The data also showed that the 25 to 34 age group made more funding applications than any other, at 56%.
Among 18 to 24-year-olds, a quarter (24%) said they were very confident about getting help from financial institutions.
For this group, 49% said access to funds was the main barrier to starting a side hustle.
Joe Phelan, money.co.uk business loans expert, said: “From the survey insights, it’s clear that funding is a key challenge and concern for many aspiring entrepreneurs.
“Grants, personal savings and other debt-free forms of funding won’t always be possible but there are ways you can lend responsibly to achieve your entrepreneurial goals.”
Phelan advised that it is important for applicants to improve their credit score, as lenders are more likely to offer funding to those with a good credit history.
He explained that using a business credit card for manageable purchases and making repayments on time can help build credibility with lenders.
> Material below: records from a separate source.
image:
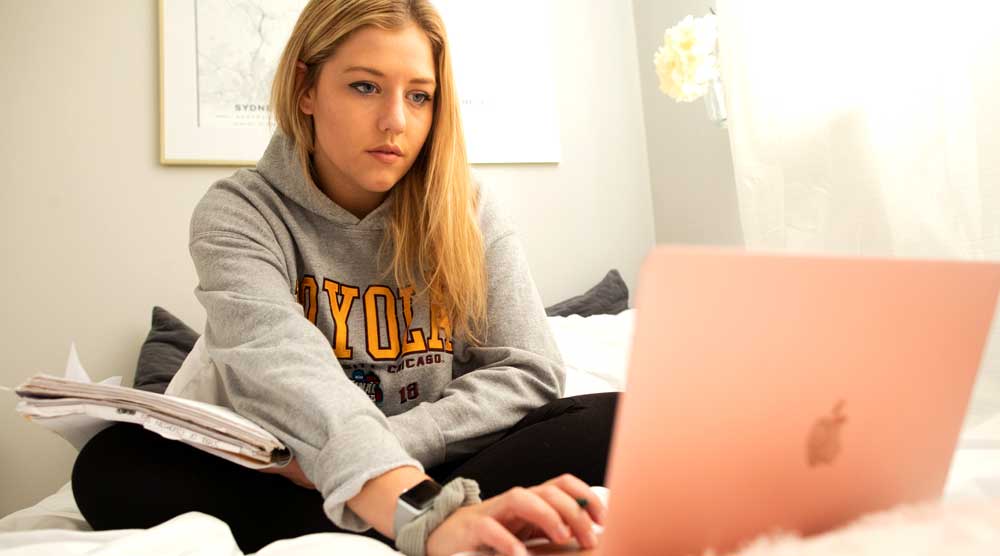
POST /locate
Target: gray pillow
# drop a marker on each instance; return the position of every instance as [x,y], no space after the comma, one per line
[166,346]
[608,297]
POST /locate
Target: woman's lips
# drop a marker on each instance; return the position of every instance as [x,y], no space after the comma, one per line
[387,158]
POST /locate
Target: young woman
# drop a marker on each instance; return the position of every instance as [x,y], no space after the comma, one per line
[367,304]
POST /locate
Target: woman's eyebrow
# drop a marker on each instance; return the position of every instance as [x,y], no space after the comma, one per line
[375,72]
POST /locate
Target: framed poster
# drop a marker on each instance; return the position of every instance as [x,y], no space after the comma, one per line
[218,57]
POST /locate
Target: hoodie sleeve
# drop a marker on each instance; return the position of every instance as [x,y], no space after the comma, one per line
[276,367]
[518,369]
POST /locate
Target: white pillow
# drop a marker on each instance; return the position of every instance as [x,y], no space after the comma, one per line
[595,350]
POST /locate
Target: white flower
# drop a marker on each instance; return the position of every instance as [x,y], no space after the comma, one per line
[686,62]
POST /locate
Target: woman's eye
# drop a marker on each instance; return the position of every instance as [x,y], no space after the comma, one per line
[420,98]
[364,87]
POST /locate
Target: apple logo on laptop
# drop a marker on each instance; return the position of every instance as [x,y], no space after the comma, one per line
[824,439]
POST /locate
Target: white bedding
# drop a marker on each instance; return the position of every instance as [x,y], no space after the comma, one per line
[595,350]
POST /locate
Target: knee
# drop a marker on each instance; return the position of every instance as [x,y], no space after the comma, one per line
[599,407]
[95,469]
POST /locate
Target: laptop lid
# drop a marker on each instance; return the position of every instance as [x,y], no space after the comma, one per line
[775,392]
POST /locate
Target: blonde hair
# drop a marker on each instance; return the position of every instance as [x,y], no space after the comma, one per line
[433,228]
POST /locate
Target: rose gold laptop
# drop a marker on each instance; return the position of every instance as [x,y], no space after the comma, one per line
[773,392]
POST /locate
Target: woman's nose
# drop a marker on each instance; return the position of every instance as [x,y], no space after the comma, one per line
[393,117]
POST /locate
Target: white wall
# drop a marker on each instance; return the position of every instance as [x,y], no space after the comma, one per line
[93,230]
[691,171]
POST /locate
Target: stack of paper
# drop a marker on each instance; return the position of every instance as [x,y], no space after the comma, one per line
[77,409]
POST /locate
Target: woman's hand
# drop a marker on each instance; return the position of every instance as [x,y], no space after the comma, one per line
[504,521]
[293,473]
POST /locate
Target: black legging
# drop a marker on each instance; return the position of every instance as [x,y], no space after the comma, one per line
[127,477]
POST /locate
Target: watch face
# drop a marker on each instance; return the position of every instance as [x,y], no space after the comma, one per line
[422,495]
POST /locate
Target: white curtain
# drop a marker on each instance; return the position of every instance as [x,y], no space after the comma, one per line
[868,127]
[865,127]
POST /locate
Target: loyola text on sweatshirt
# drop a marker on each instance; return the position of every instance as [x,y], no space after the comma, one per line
[354,374]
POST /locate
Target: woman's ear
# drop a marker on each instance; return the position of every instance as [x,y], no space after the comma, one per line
[306,101]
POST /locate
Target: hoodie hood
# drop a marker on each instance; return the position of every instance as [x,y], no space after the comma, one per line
[280,167]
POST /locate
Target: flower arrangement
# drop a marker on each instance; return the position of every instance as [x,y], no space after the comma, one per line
[687,65]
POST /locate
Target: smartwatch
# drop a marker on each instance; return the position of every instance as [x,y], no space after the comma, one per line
[414,502]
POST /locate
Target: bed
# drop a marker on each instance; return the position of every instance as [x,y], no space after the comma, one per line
[595,347]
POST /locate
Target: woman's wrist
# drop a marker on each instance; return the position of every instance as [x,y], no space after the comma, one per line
[413,537]
[376,502]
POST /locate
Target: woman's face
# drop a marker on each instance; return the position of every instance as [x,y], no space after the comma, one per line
[372,107]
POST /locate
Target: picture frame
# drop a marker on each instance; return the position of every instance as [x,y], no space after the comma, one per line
[214,97]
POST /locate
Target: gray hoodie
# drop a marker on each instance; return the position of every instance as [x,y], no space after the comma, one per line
[305,337]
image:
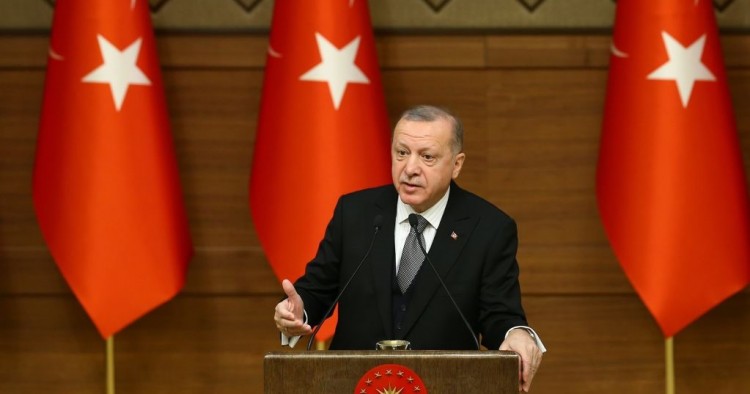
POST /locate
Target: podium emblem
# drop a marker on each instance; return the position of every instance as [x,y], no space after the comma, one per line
[390,379]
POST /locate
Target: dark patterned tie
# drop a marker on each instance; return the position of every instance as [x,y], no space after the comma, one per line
[412,256]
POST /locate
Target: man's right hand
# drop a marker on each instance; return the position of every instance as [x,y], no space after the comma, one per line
[289,314]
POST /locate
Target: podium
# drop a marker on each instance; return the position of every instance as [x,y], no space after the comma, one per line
[399,371]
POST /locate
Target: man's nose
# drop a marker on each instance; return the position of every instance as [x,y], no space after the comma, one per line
[412,166]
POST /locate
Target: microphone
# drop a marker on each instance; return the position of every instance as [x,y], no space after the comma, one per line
[377,223]
[413,221]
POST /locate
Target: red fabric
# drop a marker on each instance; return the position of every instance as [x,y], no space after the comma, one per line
[106,189]
[307,151]
[670,180]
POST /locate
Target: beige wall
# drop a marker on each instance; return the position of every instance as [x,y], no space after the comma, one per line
[428,15]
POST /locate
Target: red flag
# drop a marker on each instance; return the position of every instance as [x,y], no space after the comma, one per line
[322,129]
[670,180]
[106,189]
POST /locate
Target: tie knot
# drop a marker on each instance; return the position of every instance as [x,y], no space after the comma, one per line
[421,223]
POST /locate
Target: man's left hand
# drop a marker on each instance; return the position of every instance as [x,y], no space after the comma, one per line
[521,342]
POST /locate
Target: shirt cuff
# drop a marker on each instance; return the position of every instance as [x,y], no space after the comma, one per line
[533,336]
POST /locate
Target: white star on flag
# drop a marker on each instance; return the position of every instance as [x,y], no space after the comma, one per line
[684,66]
[118,70]
[337,68]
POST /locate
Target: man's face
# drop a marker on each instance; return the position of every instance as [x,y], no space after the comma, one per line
[422,162]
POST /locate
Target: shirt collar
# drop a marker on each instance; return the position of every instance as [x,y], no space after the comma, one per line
[433,215]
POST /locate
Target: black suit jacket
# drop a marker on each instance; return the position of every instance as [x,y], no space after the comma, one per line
[479,268]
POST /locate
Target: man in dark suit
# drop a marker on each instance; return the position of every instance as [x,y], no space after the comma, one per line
[471,243]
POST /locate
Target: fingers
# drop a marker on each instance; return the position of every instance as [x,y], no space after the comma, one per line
[529,354]
[289,289]
[530,364]
[288,314]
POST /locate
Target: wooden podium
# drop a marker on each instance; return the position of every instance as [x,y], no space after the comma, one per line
[344,371]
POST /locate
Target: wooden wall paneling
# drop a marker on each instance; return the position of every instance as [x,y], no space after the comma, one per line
[610,344]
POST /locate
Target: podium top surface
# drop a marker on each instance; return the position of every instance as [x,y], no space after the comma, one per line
[344,371]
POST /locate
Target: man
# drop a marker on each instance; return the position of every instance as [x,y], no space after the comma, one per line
[471,243]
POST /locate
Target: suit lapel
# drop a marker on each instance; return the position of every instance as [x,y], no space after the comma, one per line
[444,255]
[383,256]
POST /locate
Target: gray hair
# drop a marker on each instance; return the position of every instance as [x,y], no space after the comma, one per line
[429,113]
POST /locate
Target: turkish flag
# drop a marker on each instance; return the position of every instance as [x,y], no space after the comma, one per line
[106,189]
[322,130]
[670,181]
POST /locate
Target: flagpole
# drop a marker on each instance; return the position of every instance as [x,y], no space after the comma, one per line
[111,365]
[669,358]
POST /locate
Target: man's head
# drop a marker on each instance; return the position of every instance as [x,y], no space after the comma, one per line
[426,154]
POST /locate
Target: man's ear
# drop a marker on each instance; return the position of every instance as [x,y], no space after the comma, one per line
[458,163]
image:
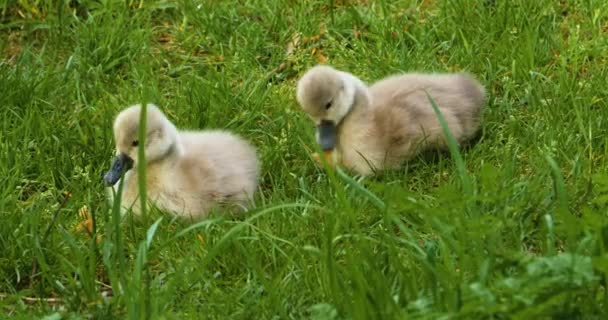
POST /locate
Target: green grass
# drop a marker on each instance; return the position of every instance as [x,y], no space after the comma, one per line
[515,228]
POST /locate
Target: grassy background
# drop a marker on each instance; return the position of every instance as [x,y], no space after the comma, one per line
[522,232]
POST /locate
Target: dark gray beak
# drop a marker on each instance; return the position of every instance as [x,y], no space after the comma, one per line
[122,163]
[326,135]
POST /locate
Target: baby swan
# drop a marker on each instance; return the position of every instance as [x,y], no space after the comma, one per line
[187,172]
[381,126]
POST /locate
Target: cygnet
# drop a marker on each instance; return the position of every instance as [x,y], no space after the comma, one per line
[370,129]
[188,173]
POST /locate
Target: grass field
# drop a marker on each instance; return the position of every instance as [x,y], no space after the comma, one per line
[517,229]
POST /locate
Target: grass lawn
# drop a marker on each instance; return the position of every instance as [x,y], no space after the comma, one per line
[517,229]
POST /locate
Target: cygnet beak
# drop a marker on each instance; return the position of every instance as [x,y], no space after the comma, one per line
[122,163]
[326,135]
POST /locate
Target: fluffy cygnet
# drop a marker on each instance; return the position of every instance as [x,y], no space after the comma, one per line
[369,129]
[187,172]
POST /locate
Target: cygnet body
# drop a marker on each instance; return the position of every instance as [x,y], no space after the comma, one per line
[370,129]
[187,172]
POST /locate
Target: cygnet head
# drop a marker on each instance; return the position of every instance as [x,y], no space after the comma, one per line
[160,139]
[327,95]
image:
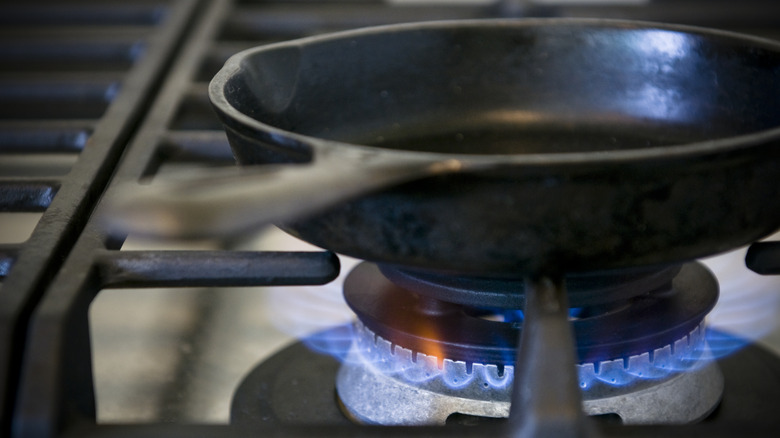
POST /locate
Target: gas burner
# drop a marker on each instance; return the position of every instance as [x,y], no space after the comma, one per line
[419,389]
[642,357]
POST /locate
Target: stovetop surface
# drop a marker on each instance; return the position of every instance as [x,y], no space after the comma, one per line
[82,83]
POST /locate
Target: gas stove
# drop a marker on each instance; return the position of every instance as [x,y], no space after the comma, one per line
[111,336]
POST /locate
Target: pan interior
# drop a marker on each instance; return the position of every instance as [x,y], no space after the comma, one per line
[515,89]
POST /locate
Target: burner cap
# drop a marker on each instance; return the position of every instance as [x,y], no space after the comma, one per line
[584,289]
[620,329]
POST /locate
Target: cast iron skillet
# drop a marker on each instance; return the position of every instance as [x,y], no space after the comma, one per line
[523,145]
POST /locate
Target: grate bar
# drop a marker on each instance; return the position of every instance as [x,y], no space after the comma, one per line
[27,194]
[129,269]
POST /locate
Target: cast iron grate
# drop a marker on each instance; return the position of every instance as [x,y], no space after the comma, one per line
[74,79]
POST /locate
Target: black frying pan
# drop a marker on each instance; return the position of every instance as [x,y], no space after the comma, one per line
[505,147]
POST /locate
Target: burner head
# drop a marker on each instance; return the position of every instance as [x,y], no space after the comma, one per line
[431,358]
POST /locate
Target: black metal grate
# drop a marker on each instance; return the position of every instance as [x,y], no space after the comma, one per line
[85,94]
[74,79]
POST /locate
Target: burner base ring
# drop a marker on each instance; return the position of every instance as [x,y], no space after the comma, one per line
[422,391]
[297,386]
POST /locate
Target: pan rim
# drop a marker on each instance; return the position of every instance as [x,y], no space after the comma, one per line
[675,151]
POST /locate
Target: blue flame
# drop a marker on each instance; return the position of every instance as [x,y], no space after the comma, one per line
[747,310]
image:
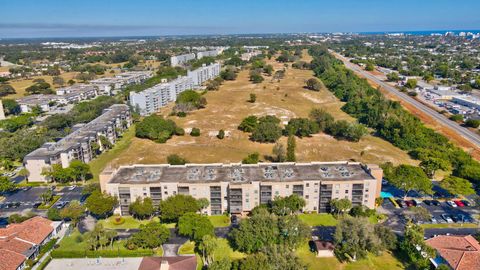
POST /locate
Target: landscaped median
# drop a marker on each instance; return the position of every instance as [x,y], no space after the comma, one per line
[44,206]
[128,222]
[76,246]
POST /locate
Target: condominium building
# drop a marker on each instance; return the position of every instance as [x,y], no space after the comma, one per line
[179,60]
[204,73]
[238,188]
[211,53]
[78,145]
[152,99]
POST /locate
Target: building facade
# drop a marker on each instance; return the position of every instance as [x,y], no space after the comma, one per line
[179,60]
[152,99]
[79,145]
[238,188]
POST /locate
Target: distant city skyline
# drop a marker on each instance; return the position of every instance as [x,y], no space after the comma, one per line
[88,18]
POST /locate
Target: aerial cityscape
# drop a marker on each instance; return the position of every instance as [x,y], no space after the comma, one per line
[228,135]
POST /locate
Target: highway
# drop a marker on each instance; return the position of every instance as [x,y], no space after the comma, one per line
[462,131]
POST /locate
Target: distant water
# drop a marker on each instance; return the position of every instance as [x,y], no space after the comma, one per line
[421,33]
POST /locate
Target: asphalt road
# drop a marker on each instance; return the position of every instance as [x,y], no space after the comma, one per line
[462,131]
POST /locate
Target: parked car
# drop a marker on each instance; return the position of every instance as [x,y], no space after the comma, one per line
[427,202]
[417,202]
[447,218]
[409,203]
[466,203]
[452,204]
[459,203]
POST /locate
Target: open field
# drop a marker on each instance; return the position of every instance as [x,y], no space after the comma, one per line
[227,107]
[385,261]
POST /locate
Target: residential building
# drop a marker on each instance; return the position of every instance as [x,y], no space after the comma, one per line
[179,60]
[77,93]
[45,102]
[79,144]
[152,99]
[204,73]
[2,112]
[21,242]
[457,252]
[238,188]
[211,53]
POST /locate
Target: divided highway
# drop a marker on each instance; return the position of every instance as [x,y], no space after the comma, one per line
[462,131]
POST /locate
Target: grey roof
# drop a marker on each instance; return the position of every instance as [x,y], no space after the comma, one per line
[149,174]
[82,134]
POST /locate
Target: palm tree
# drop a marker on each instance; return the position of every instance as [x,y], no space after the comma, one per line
[25,173]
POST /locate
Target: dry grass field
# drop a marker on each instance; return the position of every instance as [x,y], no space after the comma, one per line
[227,107]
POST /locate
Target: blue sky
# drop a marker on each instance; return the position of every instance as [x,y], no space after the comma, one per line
[68,18]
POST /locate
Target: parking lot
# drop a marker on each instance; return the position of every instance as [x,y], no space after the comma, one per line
[441,206]
[27,199]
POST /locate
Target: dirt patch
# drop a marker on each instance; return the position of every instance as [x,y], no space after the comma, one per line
[228,106]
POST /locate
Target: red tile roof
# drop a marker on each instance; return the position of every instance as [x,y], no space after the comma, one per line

He also advised developing a detailed business plan that sets out projected revenue and includes market analysis, cash flow forecasts and evidence of demand, such as sales or social media following.
This helps show lenders that the business is viable and that repayments are affordable, according to Phelan.
He added: “Like a business plan, a repayment plan should outline cash flow and time-stamped revenue projections.
“Lenders appreciate financial transparency, so outlining when they can expect to receive their return on investment is key.”